Susan Baker, 75, had argued that she should get a £9.3 million lump sum following the breakdown of her marriage to Andrew Baker.
A 74-year-old millionaire accused of “squirrelling away” at least £27 million has won a family court fight over money with his estranged American millionaire wife despite being described by a judge as an “inveterate liar”.
Susan Baker, 75, argued that she should get a £9.3 million lump sum following the breakdown of her marriage to Andrew Baker, a former company boss who is English and lives in Somerset.
She said that was the amount she calculated she was due under a “separation agreement” made with Mr Baker.
But Mr Justice Mostyn has ruled that she should get £1.6 million.
Mr Justice Mostyn heard that the net value of Mr Baker’s “visible assets” was about £5.6 million – and the net value of Mrs Baker’s assets about £5.8 million.
Mrs Baker argued that Mr Baker, who had been chairman and chief executive Life Science Research Inc, had “squirrelled away” at least 35 million US dollars – about £27 million.
The judge, who considered arguments at a recent family hearing in London, has ruled against her and and concluded that the squirrelling allegation had not been proved.
He has decided, in a written judgment published online, that the lump sum Mr Baker should pay is £1.6 million.
Mr Justice Mostyn said the “effect” of his decision would be to reduce Mr Baker’s “deemed net worth” to about £3.9 million and increase Mrs Baker’s net worth to £7.4 million.
He heard that the couple had married in 1986 and separated a decade ago.
The judge, who is based in the Family Division of the High Court in London, said Mrs Baker had been “by far the better witness”.
Mr Justice Mostyn said Mr Baker was an “exceptionally poor witness” and described him as “rude”, “argumentative” and “truculent”.
“It is clear to me that the husband’s personality is a toxic mixture of arrogance and dishonesty,” said the judge.

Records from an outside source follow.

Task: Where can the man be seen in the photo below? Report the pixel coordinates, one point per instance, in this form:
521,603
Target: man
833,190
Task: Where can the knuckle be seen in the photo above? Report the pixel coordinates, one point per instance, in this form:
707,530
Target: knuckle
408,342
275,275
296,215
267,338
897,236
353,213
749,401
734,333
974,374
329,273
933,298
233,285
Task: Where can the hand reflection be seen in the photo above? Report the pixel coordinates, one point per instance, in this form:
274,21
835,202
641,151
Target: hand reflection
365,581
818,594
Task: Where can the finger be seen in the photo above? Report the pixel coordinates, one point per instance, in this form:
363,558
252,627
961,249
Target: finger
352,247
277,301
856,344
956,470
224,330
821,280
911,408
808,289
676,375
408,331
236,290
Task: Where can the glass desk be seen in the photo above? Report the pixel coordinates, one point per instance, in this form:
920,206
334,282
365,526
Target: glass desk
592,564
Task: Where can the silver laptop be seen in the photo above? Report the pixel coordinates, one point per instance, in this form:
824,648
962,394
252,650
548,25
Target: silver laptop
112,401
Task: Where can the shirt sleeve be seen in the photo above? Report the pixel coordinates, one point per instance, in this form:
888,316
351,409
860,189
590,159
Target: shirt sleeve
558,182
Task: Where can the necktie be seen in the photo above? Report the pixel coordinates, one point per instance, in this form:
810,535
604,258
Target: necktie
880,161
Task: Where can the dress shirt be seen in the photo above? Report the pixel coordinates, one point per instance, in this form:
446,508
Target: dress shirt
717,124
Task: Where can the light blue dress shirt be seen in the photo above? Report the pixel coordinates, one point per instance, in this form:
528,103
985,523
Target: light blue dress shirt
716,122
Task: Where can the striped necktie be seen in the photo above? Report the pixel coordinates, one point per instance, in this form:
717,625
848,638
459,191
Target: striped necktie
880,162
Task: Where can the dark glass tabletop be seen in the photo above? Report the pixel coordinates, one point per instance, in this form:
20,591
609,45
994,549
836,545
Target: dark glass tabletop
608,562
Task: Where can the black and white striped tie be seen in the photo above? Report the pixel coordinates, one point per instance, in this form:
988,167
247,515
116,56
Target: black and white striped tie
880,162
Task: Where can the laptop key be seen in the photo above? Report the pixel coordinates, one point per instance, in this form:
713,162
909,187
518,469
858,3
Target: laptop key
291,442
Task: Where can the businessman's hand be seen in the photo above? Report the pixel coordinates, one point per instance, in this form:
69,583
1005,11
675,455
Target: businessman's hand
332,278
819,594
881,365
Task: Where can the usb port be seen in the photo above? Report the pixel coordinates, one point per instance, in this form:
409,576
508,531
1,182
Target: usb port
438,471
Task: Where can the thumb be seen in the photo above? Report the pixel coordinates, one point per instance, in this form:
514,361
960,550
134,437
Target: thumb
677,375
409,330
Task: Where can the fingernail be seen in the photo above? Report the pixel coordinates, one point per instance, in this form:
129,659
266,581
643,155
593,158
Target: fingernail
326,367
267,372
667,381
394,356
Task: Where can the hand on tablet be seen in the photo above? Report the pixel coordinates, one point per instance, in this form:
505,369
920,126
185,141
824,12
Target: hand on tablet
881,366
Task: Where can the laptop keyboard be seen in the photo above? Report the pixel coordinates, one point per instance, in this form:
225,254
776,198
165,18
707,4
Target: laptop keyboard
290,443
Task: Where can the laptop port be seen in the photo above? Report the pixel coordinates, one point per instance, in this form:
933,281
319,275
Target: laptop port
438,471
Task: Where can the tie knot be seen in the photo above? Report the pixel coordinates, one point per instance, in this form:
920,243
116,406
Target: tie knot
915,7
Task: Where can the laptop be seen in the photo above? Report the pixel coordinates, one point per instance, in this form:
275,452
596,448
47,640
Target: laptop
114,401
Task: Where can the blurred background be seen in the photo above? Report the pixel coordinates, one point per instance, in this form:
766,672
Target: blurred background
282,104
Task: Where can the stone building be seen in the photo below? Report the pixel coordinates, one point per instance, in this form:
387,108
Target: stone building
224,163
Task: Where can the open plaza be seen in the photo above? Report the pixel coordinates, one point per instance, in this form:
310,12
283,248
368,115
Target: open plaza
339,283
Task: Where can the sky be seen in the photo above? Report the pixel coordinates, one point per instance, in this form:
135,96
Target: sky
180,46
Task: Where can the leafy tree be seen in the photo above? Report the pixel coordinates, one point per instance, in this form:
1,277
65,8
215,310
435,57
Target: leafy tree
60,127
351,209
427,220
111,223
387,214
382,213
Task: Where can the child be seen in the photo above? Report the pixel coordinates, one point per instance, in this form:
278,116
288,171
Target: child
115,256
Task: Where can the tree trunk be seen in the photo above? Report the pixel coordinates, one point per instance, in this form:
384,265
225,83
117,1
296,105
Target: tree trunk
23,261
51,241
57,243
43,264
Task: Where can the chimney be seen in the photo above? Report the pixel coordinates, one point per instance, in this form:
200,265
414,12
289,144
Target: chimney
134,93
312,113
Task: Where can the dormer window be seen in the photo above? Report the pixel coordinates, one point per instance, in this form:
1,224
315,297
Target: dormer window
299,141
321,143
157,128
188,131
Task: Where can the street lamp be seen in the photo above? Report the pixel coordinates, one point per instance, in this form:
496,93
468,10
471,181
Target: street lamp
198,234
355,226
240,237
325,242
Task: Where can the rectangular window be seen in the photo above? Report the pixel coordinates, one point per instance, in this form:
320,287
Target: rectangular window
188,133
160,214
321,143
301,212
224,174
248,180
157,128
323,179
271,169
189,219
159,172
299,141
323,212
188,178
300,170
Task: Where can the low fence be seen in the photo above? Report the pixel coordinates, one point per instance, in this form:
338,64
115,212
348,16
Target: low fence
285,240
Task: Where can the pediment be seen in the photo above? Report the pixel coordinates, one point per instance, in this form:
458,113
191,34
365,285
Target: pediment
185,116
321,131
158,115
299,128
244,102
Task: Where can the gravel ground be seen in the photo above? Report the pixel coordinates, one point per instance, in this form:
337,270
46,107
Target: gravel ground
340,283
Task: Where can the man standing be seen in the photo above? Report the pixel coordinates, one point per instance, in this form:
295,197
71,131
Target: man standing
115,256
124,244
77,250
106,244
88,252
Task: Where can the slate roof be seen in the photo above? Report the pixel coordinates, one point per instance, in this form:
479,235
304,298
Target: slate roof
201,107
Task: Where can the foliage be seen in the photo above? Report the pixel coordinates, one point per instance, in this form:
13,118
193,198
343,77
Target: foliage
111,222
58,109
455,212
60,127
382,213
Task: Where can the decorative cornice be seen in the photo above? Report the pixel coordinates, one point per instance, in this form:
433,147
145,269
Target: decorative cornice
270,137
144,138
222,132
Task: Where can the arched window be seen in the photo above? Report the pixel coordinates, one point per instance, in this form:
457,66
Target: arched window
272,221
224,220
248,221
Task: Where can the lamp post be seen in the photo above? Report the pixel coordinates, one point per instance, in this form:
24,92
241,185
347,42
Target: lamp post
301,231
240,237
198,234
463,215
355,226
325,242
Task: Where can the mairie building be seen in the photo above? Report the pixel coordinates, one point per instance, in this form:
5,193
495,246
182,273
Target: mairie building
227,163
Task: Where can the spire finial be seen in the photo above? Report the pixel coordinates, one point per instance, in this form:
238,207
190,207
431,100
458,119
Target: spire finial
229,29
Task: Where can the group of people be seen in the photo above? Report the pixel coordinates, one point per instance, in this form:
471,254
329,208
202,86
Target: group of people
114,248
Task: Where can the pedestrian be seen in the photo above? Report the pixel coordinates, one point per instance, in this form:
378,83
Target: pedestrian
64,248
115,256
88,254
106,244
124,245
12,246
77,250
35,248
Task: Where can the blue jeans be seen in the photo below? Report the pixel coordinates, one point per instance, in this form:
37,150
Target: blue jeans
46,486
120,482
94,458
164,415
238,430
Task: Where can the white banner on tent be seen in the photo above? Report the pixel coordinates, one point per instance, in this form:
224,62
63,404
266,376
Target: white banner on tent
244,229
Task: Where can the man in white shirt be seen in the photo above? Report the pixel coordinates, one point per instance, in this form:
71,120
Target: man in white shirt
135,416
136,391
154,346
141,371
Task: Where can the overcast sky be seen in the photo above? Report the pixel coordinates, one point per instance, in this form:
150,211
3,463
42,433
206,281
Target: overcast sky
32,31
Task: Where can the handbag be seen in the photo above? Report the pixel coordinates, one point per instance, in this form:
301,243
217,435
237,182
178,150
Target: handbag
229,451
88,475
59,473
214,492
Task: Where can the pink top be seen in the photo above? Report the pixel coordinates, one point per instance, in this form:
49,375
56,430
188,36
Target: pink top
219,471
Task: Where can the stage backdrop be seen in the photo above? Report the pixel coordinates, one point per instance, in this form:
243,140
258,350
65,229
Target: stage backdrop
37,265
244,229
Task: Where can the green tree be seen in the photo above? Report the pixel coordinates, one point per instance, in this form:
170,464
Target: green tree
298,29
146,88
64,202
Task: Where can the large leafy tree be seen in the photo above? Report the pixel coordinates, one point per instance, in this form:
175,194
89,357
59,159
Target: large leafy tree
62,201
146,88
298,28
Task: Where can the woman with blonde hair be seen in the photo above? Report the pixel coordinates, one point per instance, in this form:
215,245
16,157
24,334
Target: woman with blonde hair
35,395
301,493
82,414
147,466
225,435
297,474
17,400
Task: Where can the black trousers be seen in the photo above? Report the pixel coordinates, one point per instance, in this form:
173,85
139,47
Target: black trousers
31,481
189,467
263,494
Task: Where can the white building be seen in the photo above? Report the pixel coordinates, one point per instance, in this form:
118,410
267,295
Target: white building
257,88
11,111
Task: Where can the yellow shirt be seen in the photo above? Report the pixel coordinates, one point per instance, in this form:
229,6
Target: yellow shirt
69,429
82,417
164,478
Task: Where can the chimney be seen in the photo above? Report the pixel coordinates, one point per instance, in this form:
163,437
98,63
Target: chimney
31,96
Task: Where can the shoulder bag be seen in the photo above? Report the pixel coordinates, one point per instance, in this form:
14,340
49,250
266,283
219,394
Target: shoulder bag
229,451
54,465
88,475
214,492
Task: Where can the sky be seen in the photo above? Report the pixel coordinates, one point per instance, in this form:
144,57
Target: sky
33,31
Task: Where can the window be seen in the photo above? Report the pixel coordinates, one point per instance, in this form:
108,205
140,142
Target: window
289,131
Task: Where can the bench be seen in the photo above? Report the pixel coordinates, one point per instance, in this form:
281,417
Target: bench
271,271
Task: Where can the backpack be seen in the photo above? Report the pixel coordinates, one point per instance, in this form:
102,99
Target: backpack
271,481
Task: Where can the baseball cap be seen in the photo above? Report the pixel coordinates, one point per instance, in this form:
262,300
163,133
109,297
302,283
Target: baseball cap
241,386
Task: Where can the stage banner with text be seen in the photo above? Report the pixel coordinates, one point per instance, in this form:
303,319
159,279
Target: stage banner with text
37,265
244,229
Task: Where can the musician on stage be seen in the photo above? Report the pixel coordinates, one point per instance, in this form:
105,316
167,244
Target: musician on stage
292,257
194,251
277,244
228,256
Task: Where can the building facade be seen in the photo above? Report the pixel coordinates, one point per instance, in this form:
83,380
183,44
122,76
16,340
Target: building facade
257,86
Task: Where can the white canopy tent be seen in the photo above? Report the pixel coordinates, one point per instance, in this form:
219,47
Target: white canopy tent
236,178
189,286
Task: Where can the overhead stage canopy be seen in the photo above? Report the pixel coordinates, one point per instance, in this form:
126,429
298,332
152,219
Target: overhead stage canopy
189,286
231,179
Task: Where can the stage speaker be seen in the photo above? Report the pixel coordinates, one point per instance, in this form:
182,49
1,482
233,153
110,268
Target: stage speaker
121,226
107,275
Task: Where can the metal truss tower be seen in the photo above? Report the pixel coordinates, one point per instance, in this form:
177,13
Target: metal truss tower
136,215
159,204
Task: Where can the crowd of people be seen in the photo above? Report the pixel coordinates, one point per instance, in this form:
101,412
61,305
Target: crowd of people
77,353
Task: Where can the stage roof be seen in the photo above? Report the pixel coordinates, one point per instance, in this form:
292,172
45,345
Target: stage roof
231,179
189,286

“He is an inveterate liar.”
The judge said Mr Baker was in “poor health physically and mentally”.
He said he had made allowance for the fact that Mr Baker’s mental difficulties had probably “aggravated these traits”.
Mr Justice Mostyn said Mr Baker had “lied” to Mrs Baker during negotiations over the “separation agreement”, had “lied” to Coutts bank for the “purposes of obtaining credit”, and had “lied systematically to this court during these proceedings”.
But he said he was not satisfied “on the balance of probability” that a squirrelling allegation has been proved.
He said he was “not satisfied”, on an “assessment of the evidence”, that Mr Baker had “hidden funds”.
The judge said it would be “wrong to draw inferences” that he had “any such funds” based “simply on his dishonesty”.
Mr Justice Mostyn said: “The wife’s case stands and falls on the primary issue of fact, namely whether the husband has squirrelled away at least 35 million dollars.
“If he has not, then the issue is simply what award should justly be made to the wife from the husband’s visible assets having regard to the terms of the separation agreement.”